Every year hundreds of thousands of marine mammals get entangled in fishing nets and die—so many that harbor porpoises in the Gulf of Maine and bottlenose dolphins off the southeastern coast of the United States may soon disappear. To combat the carnage, a Pennsylvania fishing-gear maker has devised a net that it hopes dolphins and porpoises can sense with sonar and avoid.

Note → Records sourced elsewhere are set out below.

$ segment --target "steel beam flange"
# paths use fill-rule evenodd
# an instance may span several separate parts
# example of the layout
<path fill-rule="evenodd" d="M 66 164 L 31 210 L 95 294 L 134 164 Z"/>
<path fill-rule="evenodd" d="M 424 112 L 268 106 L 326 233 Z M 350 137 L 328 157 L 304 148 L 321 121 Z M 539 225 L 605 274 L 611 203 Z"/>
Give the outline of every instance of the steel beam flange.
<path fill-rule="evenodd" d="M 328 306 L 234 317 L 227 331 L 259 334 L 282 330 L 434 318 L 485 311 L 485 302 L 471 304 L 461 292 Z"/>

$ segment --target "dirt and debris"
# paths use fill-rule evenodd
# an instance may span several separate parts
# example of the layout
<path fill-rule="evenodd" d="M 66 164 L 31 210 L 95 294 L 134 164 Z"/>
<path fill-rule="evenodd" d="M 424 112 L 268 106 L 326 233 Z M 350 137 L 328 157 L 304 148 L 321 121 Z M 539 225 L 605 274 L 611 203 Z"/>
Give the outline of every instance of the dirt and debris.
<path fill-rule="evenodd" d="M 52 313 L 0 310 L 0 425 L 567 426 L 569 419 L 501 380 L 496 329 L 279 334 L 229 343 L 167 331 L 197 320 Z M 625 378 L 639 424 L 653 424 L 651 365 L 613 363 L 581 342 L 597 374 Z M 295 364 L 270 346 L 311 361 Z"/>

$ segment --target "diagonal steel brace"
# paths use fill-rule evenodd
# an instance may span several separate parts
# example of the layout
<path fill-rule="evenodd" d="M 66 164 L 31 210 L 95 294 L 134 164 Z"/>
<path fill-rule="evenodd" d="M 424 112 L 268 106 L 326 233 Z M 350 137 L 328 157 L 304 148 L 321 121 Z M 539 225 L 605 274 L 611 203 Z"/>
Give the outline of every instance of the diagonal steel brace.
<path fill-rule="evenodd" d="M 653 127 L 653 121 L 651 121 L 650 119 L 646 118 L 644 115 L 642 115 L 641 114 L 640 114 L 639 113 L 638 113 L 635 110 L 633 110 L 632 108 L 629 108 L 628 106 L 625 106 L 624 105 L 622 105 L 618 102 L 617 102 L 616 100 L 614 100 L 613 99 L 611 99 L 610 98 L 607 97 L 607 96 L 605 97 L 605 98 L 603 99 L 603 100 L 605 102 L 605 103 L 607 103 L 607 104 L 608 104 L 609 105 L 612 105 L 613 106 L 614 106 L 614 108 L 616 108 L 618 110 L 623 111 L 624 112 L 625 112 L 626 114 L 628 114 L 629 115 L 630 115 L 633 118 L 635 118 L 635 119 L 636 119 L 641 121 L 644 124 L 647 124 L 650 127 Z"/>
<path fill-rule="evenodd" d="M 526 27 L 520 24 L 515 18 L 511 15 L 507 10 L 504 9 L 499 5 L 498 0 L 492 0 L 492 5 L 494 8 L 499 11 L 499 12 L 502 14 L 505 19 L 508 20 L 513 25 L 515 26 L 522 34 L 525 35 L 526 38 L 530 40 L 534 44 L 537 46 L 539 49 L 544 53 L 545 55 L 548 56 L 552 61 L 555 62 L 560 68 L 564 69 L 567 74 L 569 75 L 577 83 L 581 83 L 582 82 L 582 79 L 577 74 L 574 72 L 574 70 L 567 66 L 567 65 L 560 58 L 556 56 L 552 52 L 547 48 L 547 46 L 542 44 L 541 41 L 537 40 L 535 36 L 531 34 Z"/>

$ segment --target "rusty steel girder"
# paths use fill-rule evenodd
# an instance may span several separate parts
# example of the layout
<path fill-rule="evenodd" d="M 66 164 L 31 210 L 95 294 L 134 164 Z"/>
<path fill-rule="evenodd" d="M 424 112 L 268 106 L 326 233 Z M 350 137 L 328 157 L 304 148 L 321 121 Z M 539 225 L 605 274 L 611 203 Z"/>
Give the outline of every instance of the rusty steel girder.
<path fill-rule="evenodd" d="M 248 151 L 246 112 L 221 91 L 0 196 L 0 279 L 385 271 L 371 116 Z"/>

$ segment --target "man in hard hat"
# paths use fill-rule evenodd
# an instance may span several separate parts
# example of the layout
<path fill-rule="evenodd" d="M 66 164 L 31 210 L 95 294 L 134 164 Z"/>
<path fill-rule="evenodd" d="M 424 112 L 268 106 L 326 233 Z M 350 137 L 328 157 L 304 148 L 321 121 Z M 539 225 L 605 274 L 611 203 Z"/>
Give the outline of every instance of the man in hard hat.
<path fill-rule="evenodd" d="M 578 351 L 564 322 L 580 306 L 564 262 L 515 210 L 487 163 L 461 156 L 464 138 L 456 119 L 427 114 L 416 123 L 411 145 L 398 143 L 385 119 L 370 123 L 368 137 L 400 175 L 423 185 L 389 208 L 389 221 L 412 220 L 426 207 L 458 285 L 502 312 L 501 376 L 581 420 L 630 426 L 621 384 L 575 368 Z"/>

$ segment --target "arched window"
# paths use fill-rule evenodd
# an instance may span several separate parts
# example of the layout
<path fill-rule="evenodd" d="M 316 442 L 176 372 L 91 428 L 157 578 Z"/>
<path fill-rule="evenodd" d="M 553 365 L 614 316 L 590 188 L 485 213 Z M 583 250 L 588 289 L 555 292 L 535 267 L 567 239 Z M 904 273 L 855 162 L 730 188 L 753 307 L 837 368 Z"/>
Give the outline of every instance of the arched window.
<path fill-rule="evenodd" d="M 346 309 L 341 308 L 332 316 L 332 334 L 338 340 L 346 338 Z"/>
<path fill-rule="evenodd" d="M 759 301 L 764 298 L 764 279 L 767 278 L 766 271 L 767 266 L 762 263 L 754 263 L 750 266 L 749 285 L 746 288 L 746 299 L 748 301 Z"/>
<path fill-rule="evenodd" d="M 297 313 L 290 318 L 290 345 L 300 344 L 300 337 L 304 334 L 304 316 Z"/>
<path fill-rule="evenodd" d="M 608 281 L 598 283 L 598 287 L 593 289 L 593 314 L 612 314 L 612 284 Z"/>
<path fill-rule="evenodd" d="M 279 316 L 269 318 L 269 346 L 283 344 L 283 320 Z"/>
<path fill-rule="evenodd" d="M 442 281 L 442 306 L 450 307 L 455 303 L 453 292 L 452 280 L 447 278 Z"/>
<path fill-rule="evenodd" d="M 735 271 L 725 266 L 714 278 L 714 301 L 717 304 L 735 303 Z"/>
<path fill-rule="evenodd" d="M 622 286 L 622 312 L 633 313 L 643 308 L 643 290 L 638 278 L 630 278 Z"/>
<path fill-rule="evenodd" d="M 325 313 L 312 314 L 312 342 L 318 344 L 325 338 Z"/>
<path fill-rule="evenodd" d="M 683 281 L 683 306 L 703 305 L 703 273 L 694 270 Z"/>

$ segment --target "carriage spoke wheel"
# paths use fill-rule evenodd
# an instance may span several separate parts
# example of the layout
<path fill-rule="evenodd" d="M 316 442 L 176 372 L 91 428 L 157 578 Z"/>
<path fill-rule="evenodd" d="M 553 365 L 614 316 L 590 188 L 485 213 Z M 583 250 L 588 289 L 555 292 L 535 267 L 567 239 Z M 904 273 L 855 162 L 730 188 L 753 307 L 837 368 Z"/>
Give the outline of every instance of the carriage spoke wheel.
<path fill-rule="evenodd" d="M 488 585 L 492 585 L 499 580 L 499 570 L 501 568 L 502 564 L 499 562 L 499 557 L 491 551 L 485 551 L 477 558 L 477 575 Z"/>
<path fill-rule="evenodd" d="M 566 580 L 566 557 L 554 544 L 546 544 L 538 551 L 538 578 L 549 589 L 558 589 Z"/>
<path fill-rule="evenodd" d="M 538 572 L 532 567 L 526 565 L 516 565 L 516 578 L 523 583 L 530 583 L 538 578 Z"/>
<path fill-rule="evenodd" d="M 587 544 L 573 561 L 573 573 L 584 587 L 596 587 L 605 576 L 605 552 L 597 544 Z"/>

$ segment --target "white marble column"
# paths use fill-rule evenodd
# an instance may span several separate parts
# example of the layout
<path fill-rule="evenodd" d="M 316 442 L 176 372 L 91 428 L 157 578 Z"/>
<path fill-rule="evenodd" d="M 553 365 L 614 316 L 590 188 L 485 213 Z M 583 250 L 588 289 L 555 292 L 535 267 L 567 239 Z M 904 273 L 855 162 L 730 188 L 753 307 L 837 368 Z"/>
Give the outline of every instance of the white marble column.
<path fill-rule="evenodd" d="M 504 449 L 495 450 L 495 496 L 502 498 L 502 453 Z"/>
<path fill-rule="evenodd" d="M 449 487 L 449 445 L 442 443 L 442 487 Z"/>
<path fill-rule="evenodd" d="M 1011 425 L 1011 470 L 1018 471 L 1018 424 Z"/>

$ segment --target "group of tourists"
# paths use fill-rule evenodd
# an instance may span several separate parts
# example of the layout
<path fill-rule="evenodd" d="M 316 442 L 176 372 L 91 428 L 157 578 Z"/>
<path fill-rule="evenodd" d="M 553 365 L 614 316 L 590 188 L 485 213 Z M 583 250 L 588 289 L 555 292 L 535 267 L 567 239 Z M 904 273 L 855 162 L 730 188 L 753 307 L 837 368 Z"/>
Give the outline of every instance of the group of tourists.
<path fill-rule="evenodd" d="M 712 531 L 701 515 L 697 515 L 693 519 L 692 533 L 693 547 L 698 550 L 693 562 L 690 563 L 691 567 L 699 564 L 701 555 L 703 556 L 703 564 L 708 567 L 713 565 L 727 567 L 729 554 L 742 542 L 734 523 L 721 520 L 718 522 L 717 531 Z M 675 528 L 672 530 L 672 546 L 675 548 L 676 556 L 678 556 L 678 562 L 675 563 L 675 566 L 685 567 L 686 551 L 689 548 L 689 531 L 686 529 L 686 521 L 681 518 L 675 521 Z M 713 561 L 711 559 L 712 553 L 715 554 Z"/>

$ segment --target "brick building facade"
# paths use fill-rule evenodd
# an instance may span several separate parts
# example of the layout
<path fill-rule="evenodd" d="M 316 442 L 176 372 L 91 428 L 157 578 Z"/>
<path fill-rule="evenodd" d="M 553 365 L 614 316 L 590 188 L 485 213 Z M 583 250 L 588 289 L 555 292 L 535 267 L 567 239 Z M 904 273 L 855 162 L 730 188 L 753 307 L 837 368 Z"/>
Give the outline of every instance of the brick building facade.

The gillnet, created by Atlantic Gillnet Supply, is woven from strands of nylon infused with barium sulfate—“the same material that people getting X rays sometimes have to drink to increase the density of soft tissues,” says biologist Aran Mooney of the Hawaii Institute of Marine Biology. The barium sulfate makes the nets stiffer and denser, so they appear as a relatively solid object to a dolphin or porpoise’s prying sonar. Mooney and his colleagues played recordings of dolphin echolocation clicks underwater and confirmed that the new nets reflect the sounds more effectively than traditional nylon.
If the net works, bottlenose dolphins may be able to detect it at 150 feet; porpoises, with their weaker sonar, should still get an adequate 20 feet of warning. To find out, a half dozen volunteer fishing boats will test the net in the Gulf of Maine this summer. One problem is that the stiffer nets cost 10 to 15 percent more than traditional nets, but the company says they should last 20 percent longer.